The key: A nonstick pot
The most important thing you should know when it comes to making tahdig is having the right pot. All you need is a clean nonstick pot. Nonstick pots help the tahdig get crispy without sticking.
A 4- to 5-quart pot should serve well for a family, while something smaller works better for a one- to two-person household. If you don’t own a nonstick pot, just make tahdig using a pot you have. Keep in mind that you may have to use a thin spatula to scrape tahdig off the bottom.
Managing the heat
There is no magic to making the best tahdig, it’s all about practice, knowing your pot and, most importantly, knowing your heat. To make the best tahdig, the heat should be high enough to crisp whatever is at the bottom of the pot, but then lowered enough to keep it from burning.
Practice makes perfect
We offer guidance here, but after making just a couple of batches, you’ll figure out the best settings for your pot and stove. It might take a few tries to make that seemingly elusive crispy tahdig, but if you keep these notes in mind, you might nail it on the first try.

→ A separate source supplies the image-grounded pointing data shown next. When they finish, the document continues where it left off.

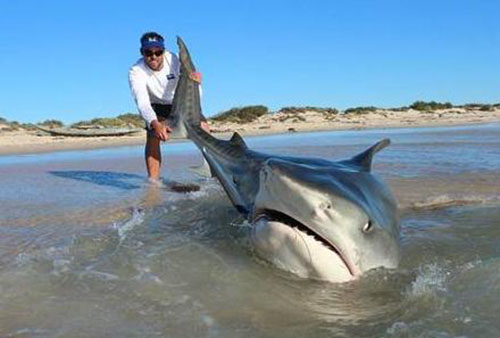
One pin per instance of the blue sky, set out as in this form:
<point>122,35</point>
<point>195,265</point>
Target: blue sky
<point>68,60</point>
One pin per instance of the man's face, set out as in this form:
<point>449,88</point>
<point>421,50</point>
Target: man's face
<point>153,57</point>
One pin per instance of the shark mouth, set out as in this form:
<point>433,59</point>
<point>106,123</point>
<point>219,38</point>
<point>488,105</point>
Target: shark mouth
<point>278,216</point>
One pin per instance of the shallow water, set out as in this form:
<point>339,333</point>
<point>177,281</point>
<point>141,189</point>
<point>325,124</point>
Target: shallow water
<point>89,249</point>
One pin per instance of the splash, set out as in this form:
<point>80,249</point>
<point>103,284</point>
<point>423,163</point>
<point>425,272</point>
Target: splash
<point>135,220</point>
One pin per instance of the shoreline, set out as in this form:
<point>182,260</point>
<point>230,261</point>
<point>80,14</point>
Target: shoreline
<point>31,142</point>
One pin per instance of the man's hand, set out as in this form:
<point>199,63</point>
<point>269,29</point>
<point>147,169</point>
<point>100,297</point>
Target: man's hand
<point>161,130</point>
<point>205,126</point>
<point>195,76</point>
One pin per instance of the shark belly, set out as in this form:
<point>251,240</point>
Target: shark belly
<point>297,252</point>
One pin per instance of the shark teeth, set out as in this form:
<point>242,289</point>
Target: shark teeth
<point>277,216</point>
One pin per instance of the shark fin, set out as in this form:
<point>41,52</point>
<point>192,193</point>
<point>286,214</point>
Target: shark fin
<point>237,140</point>
<point>364,159</point>
<point>185,58</point>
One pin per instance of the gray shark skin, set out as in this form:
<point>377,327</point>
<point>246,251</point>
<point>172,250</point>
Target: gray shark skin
<point>316,218</point>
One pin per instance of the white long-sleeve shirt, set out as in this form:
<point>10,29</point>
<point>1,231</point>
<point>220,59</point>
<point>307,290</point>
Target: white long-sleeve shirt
<point>149,86</point>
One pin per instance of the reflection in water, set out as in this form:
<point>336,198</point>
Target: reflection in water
<point>106,178</point>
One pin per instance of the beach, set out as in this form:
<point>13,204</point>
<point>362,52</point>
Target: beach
<point>88,248</point>
<point>26,142</point>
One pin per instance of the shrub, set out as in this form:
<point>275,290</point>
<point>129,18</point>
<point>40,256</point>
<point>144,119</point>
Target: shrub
<point>241,115</point>
<point>432,105</point>
<point>360,110</point>
<point>52,123</point>
<point>296,110</point>
<point>131,119</point>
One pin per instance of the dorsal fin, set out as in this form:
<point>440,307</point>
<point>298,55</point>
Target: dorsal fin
<point>237,140</point>
<point>364,159</point>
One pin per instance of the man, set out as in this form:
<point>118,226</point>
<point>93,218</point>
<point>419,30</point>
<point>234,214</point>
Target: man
<point>153,79</point>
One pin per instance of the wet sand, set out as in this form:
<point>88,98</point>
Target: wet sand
<point>25,142</point>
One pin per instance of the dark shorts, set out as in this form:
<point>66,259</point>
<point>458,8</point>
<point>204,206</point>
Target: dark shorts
<point>163,112</point>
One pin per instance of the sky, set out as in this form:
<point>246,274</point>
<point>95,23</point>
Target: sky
<point>69,60</point>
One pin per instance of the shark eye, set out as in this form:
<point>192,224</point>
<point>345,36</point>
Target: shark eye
<point>368,226</point>
<point>325,205</point>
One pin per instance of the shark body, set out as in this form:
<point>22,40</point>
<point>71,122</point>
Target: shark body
<point>313,217</point>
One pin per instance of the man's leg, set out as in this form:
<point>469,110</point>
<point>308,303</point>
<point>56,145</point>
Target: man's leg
<point>153,156</point>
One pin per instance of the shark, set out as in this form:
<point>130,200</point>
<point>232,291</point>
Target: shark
<point>316,218</point>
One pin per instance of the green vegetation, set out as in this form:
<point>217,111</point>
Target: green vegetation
<point>360,110</point>
<point>432,105</point>
<point>298,110</point>
<point>241,115</point>
<point>52,124</point>
<point>479,106</point>
<point>121,121</point>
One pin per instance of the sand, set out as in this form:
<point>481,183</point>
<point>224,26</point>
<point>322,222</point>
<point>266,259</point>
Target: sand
<point>24,142</point>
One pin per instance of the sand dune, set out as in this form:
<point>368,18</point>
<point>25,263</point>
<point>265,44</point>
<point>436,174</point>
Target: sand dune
<point>23,141</point>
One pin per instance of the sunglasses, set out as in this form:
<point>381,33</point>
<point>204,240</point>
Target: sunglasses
<point>150,53</point>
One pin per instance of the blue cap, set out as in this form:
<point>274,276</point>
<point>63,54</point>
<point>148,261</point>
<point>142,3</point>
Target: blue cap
<point>152,41</point>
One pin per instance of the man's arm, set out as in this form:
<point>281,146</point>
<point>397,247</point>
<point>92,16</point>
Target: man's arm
<point>139,90</point>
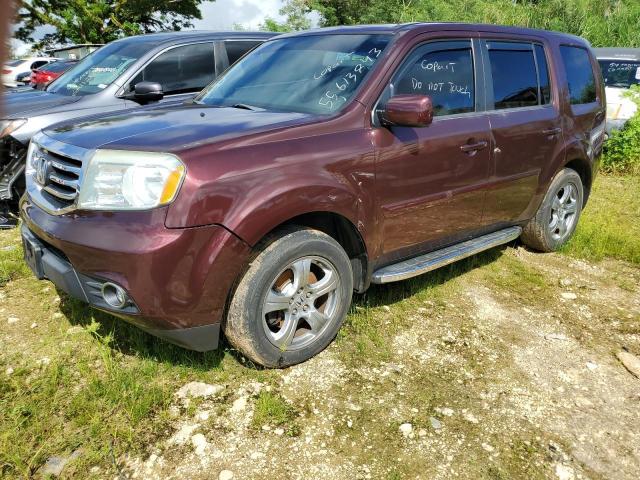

Patience is the key, as there are no tahdig shortcuts. Take your time.
Active: 40 minutes | Total: 1 hour, 10 minutes
Makes: 4 to 6 servings
Probably the most requested tahdig among Iranians, the crisp golden spud slices make this dish a work of art.
2 ice cubes
1/4 teaspoon ground saffron
2 cups (about 12 ounces) basmati rice
1/3 cup plus 1/4 cup vegetable oil
1 pound, 4 ounces russet potatoes, peeled and sliced 1/2-inch thick
1/2 cup water, or more as needed
1. Place the ice cubes in a small bowl and sprinkle saffron on top. Let sit on the counter until the ice is melted. This will be your bloomed saffron.
2. Place the rice in a colander and wash thoroughly to get rid of the excess starch. Repeat until the water runs clear. (Alternately, place the rice in a large bowl and cover with water. Swish the rice with your hand until the water is cloudy. Drain and repeat until the water remains clear.)
3. Bring a medium pot (preferably nonstick) of water to a rolling boil and add enough salt to the water so that it’s mildly salty, and then add the rice. Cook until the rice is soft on the outside and still hard on the inside, 3 to 4 minutes. Take one grain of rice, and if you can break it into two using your fingertips, it’s ready. Drain the rice and rinse with cold running water to stop the cooking.
4. Return the pot to the stove and turn the heat to medium. Make sure the pot is completely dry, then add 1/3 cup vegetable oil and the bloomed saffron water. Tilt the pot to coat the bottom.
5. Arrange the potato slices in a single layer in the pot and top with the parboiled rice. Form it into a mound, but don’t press it down. Use the handle of a wooden spoon to make five holes in the rice for steam to escape. Pour the 1/2 cup of water around the edges, wrap the lid in a clean kitchen towel and cover the pot.
6. Cook about 7 minutes. Drizzle the remaining 1/4 cup oil over the rice and cover the pot again. Reduce the heat to medium-low and cook until the rice and potatoes are fully cooked, about 30 minutes.
7. Taste the rice to make sure it’s cooked through. If the grains are still hard (which is unlikely), drizzle an additional 1/4 cup water over the rice and let steam for 10 minutes more.
8. To serve, transfer the rice to a platter and then carefully lift or scrape the potatoes off the bottom of the pot and place them, crispy side up, on top of the rice.
Nutrition | Calories: 469; Total Fat: 22 g; Saturated Fat: 2 g; Cholesterol: 0 mg; Sodium: 36 mg; Carbohydrates: 63 g; Dietary Fiber: 3 g; Sugars: 1 g; Protein: 6 g.